Lee had a better view of Carter’s talents than most because of going against him in practices.
Lee: “I would see A.C. every day in 1-on-1 and I understood how great he was. … When you’re looking at the guy you know is so good and you see him in practice, now he got a chance to be on that stage and go after their secondary and literally shred it to pieces. I wanted A.C. to have that game, and he essentially pulled us through it.”
The aftermath
The magical run by the Vikings through the NFC Playoffs was topped in improbability and reality by Williams, who became the first African-American quarterback to win a Super Bowl.
He was able to line up in victory formation for a pair of kneel-downs after a pass from Wilson to Darrin Nelson at the Washington 1-yard line bounced off the dual-threat running back’s hands with 52 seconds remaining.
Thomas: “I remember many of us being sick that day. We got some bug or something, and I was one of them. To go in and out of the game and be so close to it, it was just heartbreaking. They show that last play, it was like, ‘How close were we?’ ”
Washington defeated Denver 42-10 in San Diego on Jan. 31 to claim Super Bowl XXII behind a 340-yard, four-touchdown day by Williams.
The ’88 Vikings (11-5) outscored opponents 406 to 233 and defeated the Rams in a Wild Card game but lost in the Divisional round to Super Bowl XXIII winner San Francisco.
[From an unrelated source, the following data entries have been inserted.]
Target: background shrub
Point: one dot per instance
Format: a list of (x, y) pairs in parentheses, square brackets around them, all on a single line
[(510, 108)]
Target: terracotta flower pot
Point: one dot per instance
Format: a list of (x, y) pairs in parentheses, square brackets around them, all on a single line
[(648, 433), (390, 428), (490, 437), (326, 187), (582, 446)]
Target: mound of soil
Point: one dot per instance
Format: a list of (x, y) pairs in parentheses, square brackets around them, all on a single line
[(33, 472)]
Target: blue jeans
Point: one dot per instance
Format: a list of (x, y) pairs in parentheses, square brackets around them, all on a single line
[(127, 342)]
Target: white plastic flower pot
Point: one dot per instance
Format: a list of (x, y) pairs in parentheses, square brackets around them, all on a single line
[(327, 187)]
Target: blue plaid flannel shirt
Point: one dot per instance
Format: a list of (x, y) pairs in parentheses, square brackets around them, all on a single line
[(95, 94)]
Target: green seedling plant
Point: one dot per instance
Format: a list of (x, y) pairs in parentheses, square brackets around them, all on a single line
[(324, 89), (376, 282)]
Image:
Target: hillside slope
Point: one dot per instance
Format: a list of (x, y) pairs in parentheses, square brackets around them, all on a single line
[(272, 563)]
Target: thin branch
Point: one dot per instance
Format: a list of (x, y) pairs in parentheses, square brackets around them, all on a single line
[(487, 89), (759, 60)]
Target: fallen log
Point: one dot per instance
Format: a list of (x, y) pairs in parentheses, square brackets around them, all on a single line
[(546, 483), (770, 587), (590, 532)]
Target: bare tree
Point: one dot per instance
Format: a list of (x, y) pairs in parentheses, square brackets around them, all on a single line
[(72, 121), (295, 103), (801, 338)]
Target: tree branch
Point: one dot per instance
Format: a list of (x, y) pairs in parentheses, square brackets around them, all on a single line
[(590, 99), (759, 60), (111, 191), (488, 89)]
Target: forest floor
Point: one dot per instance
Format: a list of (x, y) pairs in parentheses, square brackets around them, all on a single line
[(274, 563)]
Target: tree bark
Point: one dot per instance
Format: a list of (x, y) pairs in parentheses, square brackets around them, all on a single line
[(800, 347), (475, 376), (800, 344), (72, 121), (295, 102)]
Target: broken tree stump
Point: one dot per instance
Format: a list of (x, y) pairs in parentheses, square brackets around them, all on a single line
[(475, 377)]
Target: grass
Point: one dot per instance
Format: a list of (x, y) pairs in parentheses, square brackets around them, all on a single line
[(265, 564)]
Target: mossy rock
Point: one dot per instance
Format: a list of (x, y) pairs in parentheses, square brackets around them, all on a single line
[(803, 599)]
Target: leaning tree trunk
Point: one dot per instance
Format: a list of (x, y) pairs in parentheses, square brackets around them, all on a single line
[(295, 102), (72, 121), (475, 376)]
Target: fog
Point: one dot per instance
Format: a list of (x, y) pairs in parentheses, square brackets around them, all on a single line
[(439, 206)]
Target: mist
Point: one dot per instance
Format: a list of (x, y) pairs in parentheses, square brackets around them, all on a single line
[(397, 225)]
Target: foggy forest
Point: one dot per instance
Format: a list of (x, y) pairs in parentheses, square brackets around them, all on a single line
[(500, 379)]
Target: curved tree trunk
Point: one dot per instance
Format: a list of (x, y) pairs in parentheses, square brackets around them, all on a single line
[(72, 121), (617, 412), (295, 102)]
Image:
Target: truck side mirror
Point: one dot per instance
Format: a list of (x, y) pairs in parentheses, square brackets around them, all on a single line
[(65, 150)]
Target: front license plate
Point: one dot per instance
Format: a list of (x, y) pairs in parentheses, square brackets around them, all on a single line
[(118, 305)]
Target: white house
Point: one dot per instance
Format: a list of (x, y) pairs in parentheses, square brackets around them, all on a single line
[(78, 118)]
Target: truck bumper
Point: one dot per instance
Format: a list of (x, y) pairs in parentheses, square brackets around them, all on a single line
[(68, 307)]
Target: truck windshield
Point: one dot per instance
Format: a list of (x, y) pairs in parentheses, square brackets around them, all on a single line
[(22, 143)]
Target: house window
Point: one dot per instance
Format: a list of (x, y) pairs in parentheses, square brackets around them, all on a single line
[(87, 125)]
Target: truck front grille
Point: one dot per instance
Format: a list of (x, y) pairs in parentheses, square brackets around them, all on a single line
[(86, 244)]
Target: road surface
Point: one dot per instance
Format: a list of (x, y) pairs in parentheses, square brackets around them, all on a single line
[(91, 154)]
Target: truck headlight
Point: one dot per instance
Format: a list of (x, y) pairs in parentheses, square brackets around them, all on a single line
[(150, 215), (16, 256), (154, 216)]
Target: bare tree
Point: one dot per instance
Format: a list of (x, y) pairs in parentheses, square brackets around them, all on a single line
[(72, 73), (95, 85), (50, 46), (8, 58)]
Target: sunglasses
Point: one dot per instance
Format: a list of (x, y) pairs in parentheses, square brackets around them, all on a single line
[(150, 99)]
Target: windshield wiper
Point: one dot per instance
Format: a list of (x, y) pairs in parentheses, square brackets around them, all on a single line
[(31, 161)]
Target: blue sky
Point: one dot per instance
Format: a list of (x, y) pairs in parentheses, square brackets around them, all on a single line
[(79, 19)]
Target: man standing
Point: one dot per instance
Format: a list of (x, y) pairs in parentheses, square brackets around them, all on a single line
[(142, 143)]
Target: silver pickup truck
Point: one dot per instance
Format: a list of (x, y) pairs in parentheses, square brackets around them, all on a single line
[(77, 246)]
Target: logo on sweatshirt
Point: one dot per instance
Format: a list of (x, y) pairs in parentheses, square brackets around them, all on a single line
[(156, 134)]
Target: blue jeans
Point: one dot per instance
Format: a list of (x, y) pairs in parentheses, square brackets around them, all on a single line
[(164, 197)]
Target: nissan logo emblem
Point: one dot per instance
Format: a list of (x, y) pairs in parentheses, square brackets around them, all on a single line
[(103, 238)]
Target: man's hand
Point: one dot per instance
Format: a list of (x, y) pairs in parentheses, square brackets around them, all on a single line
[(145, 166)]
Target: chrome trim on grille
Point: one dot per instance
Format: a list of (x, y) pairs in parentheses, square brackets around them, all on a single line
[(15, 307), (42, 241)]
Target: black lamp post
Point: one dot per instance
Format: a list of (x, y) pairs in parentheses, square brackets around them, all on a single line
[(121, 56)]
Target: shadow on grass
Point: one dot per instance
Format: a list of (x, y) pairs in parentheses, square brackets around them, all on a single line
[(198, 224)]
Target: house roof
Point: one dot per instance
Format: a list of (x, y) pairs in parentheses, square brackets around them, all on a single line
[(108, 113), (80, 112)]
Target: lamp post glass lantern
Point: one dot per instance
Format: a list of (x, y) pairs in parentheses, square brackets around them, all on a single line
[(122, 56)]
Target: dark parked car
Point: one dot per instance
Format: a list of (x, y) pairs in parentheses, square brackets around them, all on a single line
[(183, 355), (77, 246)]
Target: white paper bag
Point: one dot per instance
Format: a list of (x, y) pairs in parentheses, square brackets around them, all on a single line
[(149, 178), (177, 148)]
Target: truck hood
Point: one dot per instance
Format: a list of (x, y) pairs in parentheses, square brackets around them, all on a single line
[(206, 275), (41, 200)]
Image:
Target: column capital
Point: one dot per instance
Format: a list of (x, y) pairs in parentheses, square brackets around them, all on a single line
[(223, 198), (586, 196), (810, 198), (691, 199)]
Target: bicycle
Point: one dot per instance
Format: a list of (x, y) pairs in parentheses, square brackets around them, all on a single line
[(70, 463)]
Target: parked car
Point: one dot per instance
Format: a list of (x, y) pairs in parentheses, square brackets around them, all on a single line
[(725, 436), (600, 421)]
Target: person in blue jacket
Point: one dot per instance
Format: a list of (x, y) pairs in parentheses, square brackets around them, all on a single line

The ’89 Vikings (10-6) outdid foes 351 to 275 on the scoreboard, recorded 71 sacks (21 by Doleman) and won the NFC Central but again lost to the 49ers in the Divisional round before San Francisco claimed Super Bowl XXIV.
Studwell retired after the 1990 season, shifting into a scouting role with the personnel department in 1991.
Lee played through the 1993 season in Minnesota and finished his career with New Orleans in 1994.
Thomas remained with the Vikings through 1994 and continued his career with two seasons in Detroit and four with New England, wrapping up in 2000.
Doleman’s first run with the Vikings continued through the ’93 season. After two seasons in Atlanta and three with San Francisco, which included playing in the NFC Championship after the 1997 season, Doleman finished his career with Minnesota in 1999. He was enshrined in the Pro Football Hall of Fame in 2012.
Doleman: “One of the hardest times in my life, I played in [the NFC Championship] game twice and never made it to the Super Bowl, but it was also one of the happiest times. You realized how important your teammates were and how important it is to have that unity, the support of the community and the fans across America that support the NFL and the Minnesota Vikings.”